Backported "Linux TCP BBR patches for higher wifi throughput and lower queuing delays"

N.B. This patch is not BBRv2 (still in alpha)

For those interested in running BBR on their routers running Samba/CIFS or VPN (tcp connections terminating at the router), I've attempted to backport the patches from this post: https://groups.google.com/forum/#!topic/bbr-dev/8pgyOyUavvY

This is compile-time, run-tested on mvebu: 1900ACS (Shelby). No numbers or comparative statistics yet - which is why I'm putting this out there ( to get more testing).

This should solve the problems arising from: TCP BBR impacts the WiFi performance from MAC aggregation (AMSDU/AMPDU).

This patchset will be made redundant/included by default when OpenWrt adopts Kernel 5.4 for the majority of targets (probably v20.07 ~July 2020).

Please test (put in targets/linux/generic/backports-4.1X)! If this works well for others, I'll clean it up and submit to OpenWrt trunk/master.

2 Likes

I really like this precise and correct management of expectations! I also like to option to run BBR :wink:

1 Like

4.14@ipq806x so far so good ( solid throughput numbers... uploads particularly efficient? )

1 Like

Will test on 4.19@ipq806x (r7800)

Can someone provide how to report difference before and after this patch?

Well, BBR has two promises, one it will cyclically try to probe the current path bandwidth and adjust itself such that it will not cause excessive (own-) bufferbloat, and that it is reasonably tolerant to relative low rates of packets loss as encountered e.g. over wifi links.
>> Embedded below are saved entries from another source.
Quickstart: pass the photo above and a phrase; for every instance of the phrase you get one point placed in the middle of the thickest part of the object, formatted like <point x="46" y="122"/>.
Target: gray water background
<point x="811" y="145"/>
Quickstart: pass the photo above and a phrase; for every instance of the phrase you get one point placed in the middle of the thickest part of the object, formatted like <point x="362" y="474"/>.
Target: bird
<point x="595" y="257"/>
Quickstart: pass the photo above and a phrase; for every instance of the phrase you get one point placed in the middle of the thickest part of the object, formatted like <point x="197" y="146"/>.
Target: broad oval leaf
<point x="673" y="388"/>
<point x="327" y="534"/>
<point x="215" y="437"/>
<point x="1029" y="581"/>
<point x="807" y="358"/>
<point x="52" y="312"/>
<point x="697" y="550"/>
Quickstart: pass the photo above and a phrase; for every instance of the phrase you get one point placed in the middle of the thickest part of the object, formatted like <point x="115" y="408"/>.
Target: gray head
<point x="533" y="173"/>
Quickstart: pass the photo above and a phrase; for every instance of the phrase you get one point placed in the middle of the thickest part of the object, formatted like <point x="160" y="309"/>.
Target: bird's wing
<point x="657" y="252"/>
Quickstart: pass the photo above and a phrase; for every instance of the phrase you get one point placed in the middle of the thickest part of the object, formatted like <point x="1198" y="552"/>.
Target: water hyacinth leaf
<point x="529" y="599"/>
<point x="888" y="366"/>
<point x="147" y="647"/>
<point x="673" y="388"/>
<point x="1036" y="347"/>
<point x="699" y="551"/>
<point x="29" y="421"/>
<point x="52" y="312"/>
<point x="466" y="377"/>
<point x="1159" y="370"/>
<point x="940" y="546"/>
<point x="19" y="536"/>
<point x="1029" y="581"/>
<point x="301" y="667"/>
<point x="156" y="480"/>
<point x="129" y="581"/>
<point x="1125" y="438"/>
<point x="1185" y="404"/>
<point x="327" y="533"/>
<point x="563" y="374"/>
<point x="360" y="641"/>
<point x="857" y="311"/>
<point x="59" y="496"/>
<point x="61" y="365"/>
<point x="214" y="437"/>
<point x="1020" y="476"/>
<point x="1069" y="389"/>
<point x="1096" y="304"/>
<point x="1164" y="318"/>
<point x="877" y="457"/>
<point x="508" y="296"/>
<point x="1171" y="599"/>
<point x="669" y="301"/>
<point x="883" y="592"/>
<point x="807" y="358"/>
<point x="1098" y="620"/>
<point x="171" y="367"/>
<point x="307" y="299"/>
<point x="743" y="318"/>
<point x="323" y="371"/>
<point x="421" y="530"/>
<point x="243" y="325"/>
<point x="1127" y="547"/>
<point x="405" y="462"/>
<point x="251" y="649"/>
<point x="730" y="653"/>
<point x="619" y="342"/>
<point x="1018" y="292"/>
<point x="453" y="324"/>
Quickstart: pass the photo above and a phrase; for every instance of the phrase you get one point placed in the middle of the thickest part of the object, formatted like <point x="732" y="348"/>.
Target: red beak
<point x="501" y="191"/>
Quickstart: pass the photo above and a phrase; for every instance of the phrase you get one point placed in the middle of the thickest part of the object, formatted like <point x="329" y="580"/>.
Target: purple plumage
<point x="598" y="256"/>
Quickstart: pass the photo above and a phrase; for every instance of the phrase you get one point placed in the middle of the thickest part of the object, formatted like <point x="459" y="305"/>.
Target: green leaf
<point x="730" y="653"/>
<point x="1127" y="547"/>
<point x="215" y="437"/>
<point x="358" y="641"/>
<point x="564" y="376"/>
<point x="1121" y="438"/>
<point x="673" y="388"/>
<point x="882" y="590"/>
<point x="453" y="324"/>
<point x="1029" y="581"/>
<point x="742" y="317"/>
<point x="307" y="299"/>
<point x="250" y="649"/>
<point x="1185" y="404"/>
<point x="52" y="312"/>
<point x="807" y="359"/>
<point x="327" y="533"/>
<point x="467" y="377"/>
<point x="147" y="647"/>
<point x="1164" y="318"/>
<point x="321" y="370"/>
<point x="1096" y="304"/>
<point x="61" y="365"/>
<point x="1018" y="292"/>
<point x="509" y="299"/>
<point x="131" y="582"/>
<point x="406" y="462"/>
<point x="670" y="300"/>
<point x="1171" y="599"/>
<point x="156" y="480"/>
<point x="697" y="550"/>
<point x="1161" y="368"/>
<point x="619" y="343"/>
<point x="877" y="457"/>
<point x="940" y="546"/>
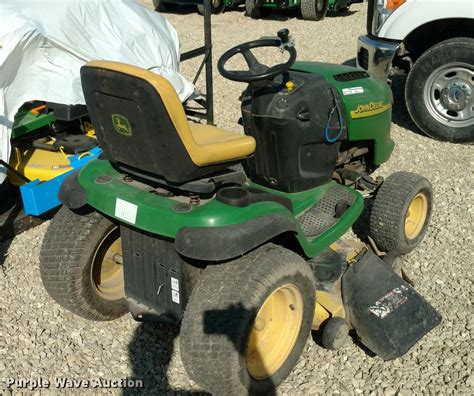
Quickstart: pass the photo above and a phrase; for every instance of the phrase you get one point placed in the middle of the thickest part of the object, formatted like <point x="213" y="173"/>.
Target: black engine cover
<point x="293" y="152"/>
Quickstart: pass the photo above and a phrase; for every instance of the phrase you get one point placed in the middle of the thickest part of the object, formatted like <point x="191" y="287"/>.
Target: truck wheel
<point x="440" y="91"/>
<point x="81" y="266"/>
<point x="247" y="322"/>
<point x="401" y="212"/>
<point x="217" y="6"/>
<point x="314" y="10"/>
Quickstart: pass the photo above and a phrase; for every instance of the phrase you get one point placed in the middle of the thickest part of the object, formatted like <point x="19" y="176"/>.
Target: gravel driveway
<point x="39" y="339"/>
So if you use a VPN from a coffee shop's WiFi network back into your network, BBR might be a good thing (except that you should not run a VPN over a TCP connection in the first place, but that often is not optional unfortunately).
Also BBRv1 was reported as not being terribly fair to non-BBR flows and might not play too well with an ECN/loss based AQM as sqm-scripts (but that should depend of the actual BBR version, v2 is supposed to be better in that regards, and I believe without evidence that BBRv1 also improved in that regard)

1 Like

Yep, it's not fair/doesn't co-exist with TCP Cubic/Reno or any loss-based TCP congestion control algorithms.

Theoretically it won't play well with Cake's BLUE or FQ_CoDel's Bulk Dropper. In any case, I agree in that it doesn't play well with ECN.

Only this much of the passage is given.